Republicans inclined to impose gun background checks

Yet, Trump and Senate leaders claim that the debate can wait until the end of legislators's summer break

Photo: Reuters Gun enthusiasts inspect rifles displayed at the MagPul booth during the annual National Rifle Association (NRA) convention

The United States' President Donald Trump said Friday that fellow Republicans will set aside resistance to restricting access to firearms by supporting background checks for people buying weapons in the wake of mass shootings in Ohio and Texas.

The progress in efforts to curb the United States' freewheeling relationship with firearms came despite talks between Trump and the head of the fierce NRA gun lobby, Wayne LaPierre.

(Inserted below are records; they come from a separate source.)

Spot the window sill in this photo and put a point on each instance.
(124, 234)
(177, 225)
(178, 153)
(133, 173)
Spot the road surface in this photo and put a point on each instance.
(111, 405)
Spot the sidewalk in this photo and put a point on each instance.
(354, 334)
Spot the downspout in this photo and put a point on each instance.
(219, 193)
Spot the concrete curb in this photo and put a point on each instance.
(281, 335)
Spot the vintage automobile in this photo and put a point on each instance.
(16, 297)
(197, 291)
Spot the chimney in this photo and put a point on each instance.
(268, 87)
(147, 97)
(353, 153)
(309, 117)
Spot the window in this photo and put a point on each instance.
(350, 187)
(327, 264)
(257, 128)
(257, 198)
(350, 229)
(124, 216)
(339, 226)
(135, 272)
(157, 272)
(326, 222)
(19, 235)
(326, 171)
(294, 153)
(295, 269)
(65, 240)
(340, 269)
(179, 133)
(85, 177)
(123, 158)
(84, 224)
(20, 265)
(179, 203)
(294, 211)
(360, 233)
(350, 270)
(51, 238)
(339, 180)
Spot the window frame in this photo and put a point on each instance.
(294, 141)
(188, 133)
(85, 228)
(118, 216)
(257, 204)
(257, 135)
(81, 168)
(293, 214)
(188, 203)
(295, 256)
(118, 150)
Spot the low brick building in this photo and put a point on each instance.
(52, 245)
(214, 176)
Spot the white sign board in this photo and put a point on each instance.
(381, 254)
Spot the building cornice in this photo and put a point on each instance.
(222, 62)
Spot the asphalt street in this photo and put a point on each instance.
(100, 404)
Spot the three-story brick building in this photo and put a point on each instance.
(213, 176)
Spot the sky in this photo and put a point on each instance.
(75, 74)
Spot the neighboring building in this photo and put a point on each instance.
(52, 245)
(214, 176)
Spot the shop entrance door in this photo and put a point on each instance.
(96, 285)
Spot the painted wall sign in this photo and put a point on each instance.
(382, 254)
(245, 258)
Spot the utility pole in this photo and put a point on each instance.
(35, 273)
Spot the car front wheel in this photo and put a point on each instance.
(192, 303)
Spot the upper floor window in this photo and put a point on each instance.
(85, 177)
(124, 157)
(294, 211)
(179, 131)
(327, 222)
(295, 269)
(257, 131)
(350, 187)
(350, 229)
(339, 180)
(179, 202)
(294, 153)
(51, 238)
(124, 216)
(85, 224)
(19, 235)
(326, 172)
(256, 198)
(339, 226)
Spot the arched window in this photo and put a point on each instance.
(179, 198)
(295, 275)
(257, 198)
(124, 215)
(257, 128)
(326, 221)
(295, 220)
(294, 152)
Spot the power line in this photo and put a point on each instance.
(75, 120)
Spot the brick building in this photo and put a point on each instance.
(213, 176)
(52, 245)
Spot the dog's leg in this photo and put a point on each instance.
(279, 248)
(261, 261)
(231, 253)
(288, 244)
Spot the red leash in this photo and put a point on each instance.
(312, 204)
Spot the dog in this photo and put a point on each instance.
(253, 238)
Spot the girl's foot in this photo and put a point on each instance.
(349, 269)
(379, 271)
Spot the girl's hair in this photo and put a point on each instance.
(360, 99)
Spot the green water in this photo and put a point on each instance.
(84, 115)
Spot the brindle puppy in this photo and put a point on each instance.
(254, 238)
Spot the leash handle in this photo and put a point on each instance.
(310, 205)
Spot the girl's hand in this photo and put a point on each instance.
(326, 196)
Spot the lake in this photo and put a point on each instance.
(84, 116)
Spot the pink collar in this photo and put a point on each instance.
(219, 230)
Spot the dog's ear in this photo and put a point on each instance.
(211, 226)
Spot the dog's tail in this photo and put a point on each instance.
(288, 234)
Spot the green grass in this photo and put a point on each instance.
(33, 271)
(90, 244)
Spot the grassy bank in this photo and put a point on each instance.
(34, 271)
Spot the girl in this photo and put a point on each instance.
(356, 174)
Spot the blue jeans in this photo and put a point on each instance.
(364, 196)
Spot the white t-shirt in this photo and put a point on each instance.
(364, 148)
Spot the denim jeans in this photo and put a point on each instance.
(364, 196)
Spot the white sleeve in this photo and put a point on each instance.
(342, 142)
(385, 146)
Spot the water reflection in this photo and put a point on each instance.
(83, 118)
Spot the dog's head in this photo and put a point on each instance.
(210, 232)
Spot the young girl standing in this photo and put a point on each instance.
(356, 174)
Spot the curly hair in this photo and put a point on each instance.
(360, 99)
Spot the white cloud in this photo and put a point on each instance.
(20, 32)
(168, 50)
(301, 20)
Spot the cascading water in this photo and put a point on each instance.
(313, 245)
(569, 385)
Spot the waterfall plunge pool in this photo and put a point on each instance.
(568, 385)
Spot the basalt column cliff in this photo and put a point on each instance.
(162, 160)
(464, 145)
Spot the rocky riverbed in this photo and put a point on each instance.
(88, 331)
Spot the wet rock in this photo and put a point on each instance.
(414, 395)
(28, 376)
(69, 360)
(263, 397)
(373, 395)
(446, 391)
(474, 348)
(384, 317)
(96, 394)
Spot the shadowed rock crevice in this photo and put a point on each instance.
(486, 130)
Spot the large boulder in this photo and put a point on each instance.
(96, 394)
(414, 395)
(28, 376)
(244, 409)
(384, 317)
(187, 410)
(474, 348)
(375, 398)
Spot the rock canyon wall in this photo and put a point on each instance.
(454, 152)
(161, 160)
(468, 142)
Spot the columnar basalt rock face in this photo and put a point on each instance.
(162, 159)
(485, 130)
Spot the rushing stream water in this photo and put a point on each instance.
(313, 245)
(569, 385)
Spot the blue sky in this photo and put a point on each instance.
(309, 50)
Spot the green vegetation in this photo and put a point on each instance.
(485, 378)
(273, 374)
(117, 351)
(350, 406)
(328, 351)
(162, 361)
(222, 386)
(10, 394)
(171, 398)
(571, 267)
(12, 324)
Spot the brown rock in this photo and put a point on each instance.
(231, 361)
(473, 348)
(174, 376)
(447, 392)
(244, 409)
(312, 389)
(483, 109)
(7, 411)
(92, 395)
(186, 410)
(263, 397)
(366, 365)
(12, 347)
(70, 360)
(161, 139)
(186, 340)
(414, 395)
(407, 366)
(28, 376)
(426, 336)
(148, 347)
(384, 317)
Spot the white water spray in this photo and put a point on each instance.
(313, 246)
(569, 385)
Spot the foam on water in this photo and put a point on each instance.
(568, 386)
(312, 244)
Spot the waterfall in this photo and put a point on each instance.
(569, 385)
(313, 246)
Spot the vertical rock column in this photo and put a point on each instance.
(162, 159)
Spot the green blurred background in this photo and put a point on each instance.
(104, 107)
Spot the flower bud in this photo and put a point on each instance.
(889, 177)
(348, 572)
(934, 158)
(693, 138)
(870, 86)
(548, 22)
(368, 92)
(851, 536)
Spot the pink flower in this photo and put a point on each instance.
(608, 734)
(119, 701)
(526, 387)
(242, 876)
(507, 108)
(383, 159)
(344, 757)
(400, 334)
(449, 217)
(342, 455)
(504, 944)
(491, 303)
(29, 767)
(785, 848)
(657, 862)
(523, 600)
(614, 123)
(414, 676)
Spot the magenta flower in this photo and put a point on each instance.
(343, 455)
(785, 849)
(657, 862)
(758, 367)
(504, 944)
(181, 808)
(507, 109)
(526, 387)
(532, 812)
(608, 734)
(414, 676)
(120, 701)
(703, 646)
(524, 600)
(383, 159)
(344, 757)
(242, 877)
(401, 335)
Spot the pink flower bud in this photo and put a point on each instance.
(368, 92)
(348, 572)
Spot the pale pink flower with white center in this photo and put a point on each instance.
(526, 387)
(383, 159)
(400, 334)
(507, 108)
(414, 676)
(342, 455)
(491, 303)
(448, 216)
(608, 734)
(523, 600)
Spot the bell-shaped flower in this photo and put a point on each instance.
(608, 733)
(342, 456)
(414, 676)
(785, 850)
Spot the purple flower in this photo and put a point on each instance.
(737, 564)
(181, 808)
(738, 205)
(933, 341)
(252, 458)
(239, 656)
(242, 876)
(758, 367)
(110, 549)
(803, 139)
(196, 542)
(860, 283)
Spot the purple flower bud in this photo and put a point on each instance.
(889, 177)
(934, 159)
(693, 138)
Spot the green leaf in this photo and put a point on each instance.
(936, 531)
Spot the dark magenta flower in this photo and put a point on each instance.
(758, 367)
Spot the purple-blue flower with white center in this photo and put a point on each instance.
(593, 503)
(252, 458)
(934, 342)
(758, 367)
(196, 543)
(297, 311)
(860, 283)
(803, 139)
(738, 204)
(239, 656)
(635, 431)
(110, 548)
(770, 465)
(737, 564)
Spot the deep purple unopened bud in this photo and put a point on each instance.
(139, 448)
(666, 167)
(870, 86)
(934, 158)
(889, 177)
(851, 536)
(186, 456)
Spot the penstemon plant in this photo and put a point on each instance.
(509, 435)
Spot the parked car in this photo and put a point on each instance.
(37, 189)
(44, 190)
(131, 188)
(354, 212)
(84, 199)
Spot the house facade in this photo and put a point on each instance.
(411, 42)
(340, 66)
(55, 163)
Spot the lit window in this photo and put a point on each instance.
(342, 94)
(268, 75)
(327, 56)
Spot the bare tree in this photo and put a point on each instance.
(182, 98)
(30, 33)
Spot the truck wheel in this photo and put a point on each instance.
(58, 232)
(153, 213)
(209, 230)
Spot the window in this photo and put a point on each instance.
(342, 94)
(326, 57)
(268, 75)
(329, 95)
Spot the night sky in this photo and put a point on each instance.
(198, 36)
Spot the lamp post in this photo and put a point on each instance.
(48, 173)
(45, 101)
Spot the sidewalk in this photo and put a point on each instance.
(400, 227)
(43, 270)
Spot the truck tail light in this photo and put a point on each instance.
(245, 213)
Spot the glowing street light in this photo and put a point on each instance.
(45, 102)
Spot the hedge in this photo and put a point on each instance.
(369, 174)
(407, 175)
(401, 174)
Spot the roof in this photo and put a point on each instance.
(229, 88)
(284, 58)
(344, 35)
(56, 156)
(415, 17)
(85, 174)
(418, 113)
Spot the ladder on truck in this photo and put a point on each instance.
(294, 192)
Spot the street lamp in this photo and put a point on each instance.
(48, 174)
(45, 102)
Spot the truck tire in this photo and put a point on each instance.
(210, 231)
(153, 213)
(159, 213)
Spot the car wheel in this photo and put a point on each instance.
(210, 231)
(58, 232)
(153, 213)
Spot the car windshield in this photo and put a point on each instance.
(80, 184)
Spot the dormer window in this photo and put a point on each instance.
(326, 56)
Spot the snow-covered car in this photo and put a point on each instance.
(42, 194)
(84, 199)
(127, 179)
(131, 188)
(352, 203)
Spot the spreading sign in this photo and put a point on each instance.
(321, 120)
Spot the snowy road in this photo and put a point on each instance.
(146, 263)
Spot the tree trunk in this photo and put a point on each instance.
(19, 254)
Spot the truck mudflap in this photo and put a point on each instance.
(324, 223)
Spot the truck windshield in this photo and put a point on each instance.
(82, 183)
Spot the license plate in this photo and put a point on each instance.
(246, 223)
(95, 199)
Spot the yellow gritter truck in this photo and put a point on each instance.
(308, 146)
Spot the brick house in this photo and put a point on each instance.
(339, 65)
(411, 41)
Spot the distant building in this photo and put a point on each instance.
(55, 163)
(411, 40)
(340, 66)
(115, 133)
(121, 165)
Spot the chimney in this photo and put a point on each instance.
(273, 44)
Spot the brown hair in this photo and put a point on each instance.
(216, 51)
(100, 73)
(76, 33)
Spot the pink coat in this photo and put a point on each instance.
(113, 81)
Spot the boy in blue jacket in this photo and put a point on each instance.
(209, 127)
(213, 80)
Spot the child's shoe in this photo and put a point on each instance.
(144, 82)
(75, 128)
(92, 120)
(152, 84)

Republicans have long resisted imposing background checks on gun buyers, a measure that the powerful NRA argues would be the thin end of the wedge, leading to ever tighter restrictions on the constitutional right to carrying weapons. But after 31 people were shot dead in El Paso, Texas, and Dayton, Ohio, last weekend - just the latest in an ever growing list of bloodbaths carried out by men with powerful rifles - political momentum has apparently shifted.

Trump said that Republican Senate Majority Leader Mitch McConnell was "totally onboard" with background checks. Even "hardline" gun rights supporters in the Republican party "understand we don't want insane people, mentally ill people, bad people, dangerous people" buying firearms, Trump told reporters at the White House.

He said he'd spoken with LaPierre and had "a good talk." Yet, despite his claims, LaPierre said he had rejected calls for tougher restrictions on firearms, indicating he'd raised those concerns with Trump.

"The inconvenient truth is this: the proposals being discussed by many would not have prevented the horrific tragedies in El Paso and Dayton," LaPierre said in a statement.

Democratic House Speaker Nancy Pelosi urged Trump to bring the Senate into session to debate gun control legislation previously approved by House Democratic lawmakers, including a bill passed in February mandating federal criminal background checks. But despite the apparent shift in White House and Republican positions on the issue, Trump and Senate leaders said there's no need to call legislators back from their summer break.

"I think we'll have a very good package by the time they come back," Trump said.

Trump and the Republicans also seem certain to oppose Democrats' call for banning assault weapons - the military style rifles commonly used in mass killings. According to gun lobbyists the rifles like the AR-15 are hugely popular, legitimate weapons for hunting and self-defence.